Das Higgs ist also entscheidend für die Theorie, nur leider unterliegt seine theoretisch vorhergesagte Masse starken Schwankungen, verursacht durch Quanteneffekte von anderen Elementarteilchen. Diese Fluktuationen können die prognostizierte Higgs-Masse so weit erhöhen, dass einige Elementarteilchen viel schwerer wären, als sie es tatsächlich sind – und damit das Standardmodell verletzen.

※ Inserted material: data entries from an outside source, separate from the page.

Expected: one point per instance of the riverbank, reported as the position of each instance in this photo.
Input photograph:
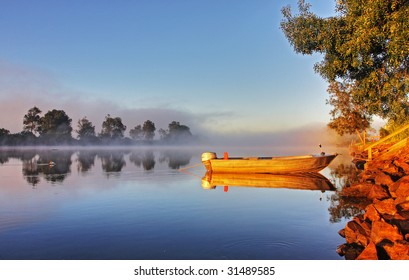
(382, 230)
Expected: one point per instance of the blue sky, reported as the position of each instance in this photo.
(220, 66)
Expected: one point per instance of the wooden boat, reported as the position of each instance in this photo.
(273, 165)
(299, 181)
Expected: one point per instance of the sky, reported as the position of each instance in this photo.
(217, 66)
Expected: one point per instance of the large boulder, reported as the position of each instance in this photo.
(369, 253)
(357, 231)
(382, 231)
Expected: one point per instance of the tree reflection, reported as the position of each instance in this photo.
(61, 167)
(145, 158)
(30, 171)
(85, 160)
(344, 175)
(112, 161)
(176, 158)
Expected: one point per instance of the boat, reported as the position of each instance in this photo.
(298, 181)
(272, 165)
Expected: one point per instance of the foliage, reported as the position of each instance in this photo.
(56, 124)
(112, 128)
(148, 130)
(54, 128)
(85, 131)
(31, 120)
(365, 57)
(136, 133)
(176, 133)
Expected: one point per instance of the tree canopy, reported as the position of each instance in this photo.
(365, 50)
(54, 128)
(113, 128)
(31, 120)
(56, 123)
(86, 130)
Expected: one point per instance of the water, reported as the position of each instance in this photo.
(120, 204)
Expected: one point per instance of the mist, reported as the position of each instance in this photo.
(21, 88)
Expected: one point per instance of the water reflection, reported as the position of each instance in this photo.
(146, 159)
(152, 212)
(36, 163)
(300, 181)
(344, 175)
(86, 160)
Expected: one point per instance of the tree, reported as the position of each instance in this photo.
(176, 132)
(56, 124)
(365, 57)
(85, 131)
(31, 120)
(4, 135)
(112, 128)
(136, 133)
(148, 130)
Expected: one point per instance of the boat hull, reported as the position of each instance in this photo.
(298, 181)
(272, 165)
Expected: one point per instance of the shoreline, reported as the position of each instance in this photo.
(382, 231)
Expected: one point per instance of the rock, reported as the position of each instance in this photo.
(383, 179)
(400, 188)
(386, 206)
(403, 226)
(384, 231)
(402, 165)
(378, 192)
(369, 253)
(371, 214)
(358, 190)
(403, 206)
(397, 250)
(350, 251)
(358, 232)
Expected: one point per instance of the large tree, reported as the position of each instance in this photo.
(31, 120)
(85, 131)
(136, 133)
(56, 124)
(148, 129)
(112, 128)
(365, 50)
(176, 132)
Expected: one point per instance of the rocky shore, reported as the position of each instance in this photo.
(382, 230)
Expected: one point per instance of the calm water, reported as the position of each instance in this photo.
(138, 204)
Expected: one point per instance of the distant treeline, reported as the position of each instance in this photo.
(55, 128)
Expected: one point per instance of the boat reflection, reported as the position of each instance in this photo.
(300, 181)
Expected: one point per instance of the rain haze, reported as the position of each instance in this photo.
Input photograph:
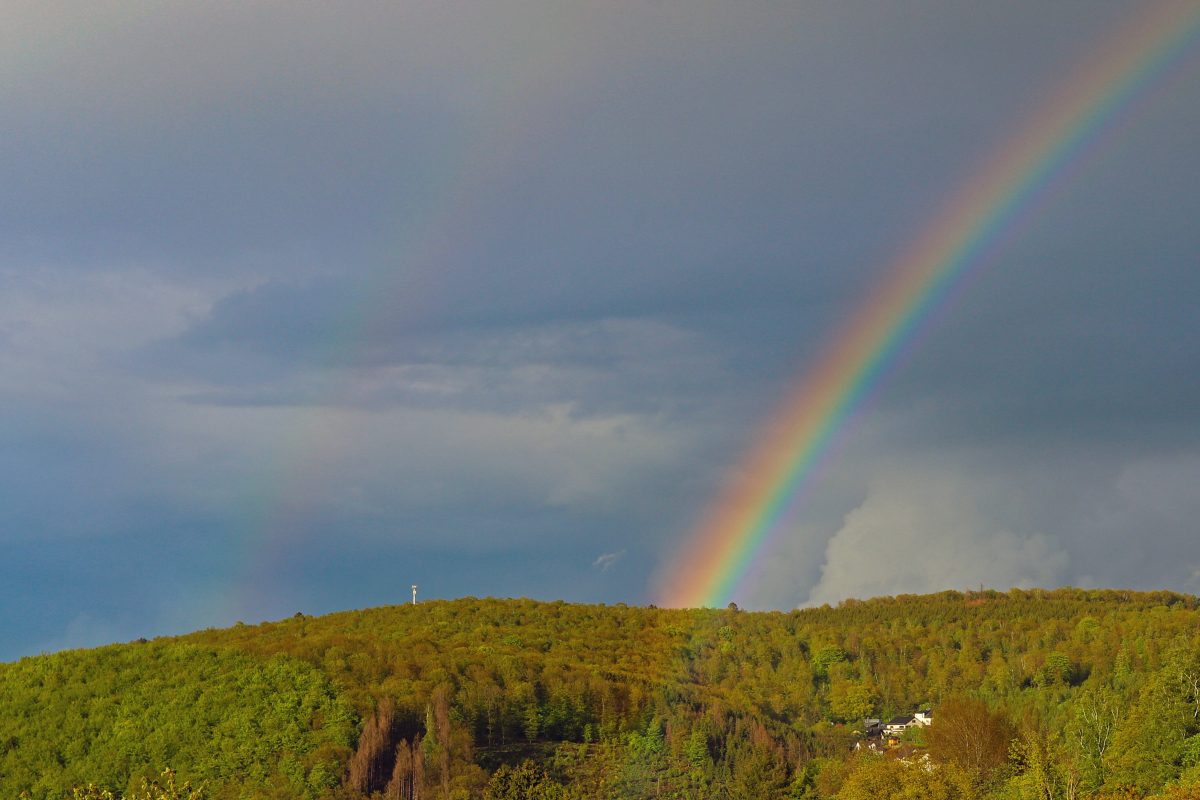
(303, 304)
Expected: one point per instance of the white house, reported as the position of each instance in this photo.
(895, 726)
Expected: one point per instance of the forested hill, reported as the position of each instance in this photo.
(1074, 693)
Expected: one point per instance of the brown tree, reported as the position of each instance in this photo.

Spuren des Higgs-Bosons | Laut Computersimulationen könnte sich ein Higgs-Teilchen mit diesen Spuren im Detektor bemerkbar machen.
Physiker sind zwar in der Lage, diese Schwankungen aus ihren Gleichungen zu beseitigen, doch dafür müssen sie die Higgs-Masse auf einen sehr genauen Wert festlegen. Wäre das Teilchen einen Bruchteil schwerer oder leichter, würde das gesamte Theoriegebäude in sich zusammenstürzen. Viele Physiker sind unzufrieden mit einer Theorie, die einer solchen Feinabstimmung bedarf.

SUSY bietet eine Alternative. Die Theorie postuliert, dass jedes Teilchen einen massereicheren supersymmetrischen Partner besitzt. Diese sind in vielen Fällen instabil und treten nur selten mit normaler Materie in Wechselwirkung. Doch ihre Quantenfluktuationen heben sich gerade mit denen der regulären Elementarteilchen auf, wodurch die für das Higgs-Boson veranschlagte Masse in einen akzeptablen Bereich zurückkehrt.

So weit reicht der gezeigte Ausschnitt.